A exploração de cavalos-marinhos é uma preocupação do governo Federal. O Instituto Brasileiro do Meio Ambiente e dos Recursos Naturais Renováveis (Ibama) reduziu a cota de exportação autorizada do animal de cinco mil há uma década para 250 exemplares anuais para cada pescador.
O papel do Brasil como exportador de cavalos-marinhos vivos tem crescido nos últimos anos e hoje se estima que o país figure entre os cinco maiores exportadores. Em 2000, o Brasil vendeu cavalos-marinhos para pelo menos 19 países, dentre os quais os Estados Unidos, Japão, Alemanha e o Reino Unido. O Brasil também abriga um intenso comércio de cavalos-marinhos secos, que são vendidos para diversas finalidades.
A melhor maneira de protegê-los, segundo Irecê, é acompanhar as populações na natureza e manter os estudos.
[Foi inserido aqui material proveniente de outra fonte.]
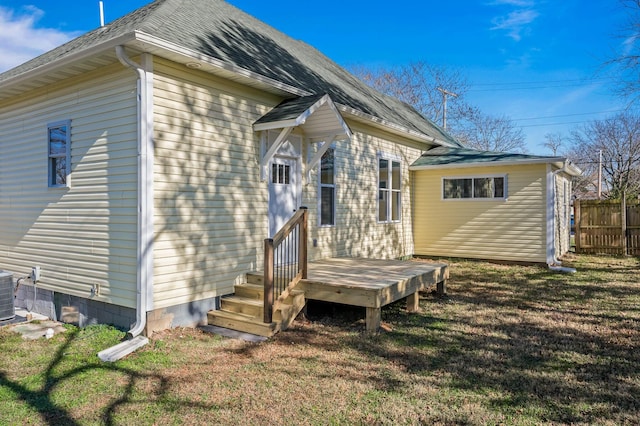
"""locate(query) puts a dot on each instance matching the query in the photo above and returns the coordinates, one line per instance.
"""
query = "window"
(389, 190)
(327, 189)
(59, 152)
(474, 187)
(281, 173)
- É preciso estimular, também, o desenvolvimento de pesquisas que permitam a criação em cativeiro desses animais, dentro de uma ótica de viabilidade biológica e econômica e pautada, sobretudo, pela responsabilidade socioambiental.
De acordo com Ierecê, as características do animal não permitem uma exploração intensa sem as técnicas adequadas. A importância maior dos cavalos-marinhos para a biodiversidade é o aspecto conservacionista:
- Fazem parte da mitologia e têm importância cultural, sendo associados a propriedades medicinais. A redução limita a possibilidade de estudos que adotam um modelo biológico de peculiaridades tão interessantes.
Boa parte do comércio de cavalos-marinhos tem como destino o uso ornamental, comenta Tacyana Oliveira, professora de Ciências Biológicas da Universidade Estadual da Paraíba (UEPB):
- São muito usados em aquários. Também podem ser utilizados como remédios. Outros já os procuram para uso religioso.
Os cavalos-marinhos podem ser vendidos vivos, mas também secos. Depende da espécie. No Nordeste, onde a espécie predominante é o reidi, os animais são comercializados com vida. E Tacyana completa:
- Mais para o Sul há mais negócios com os bichos secos. Costumam ser vendidos como souvenir e têm aspectos ornamentais.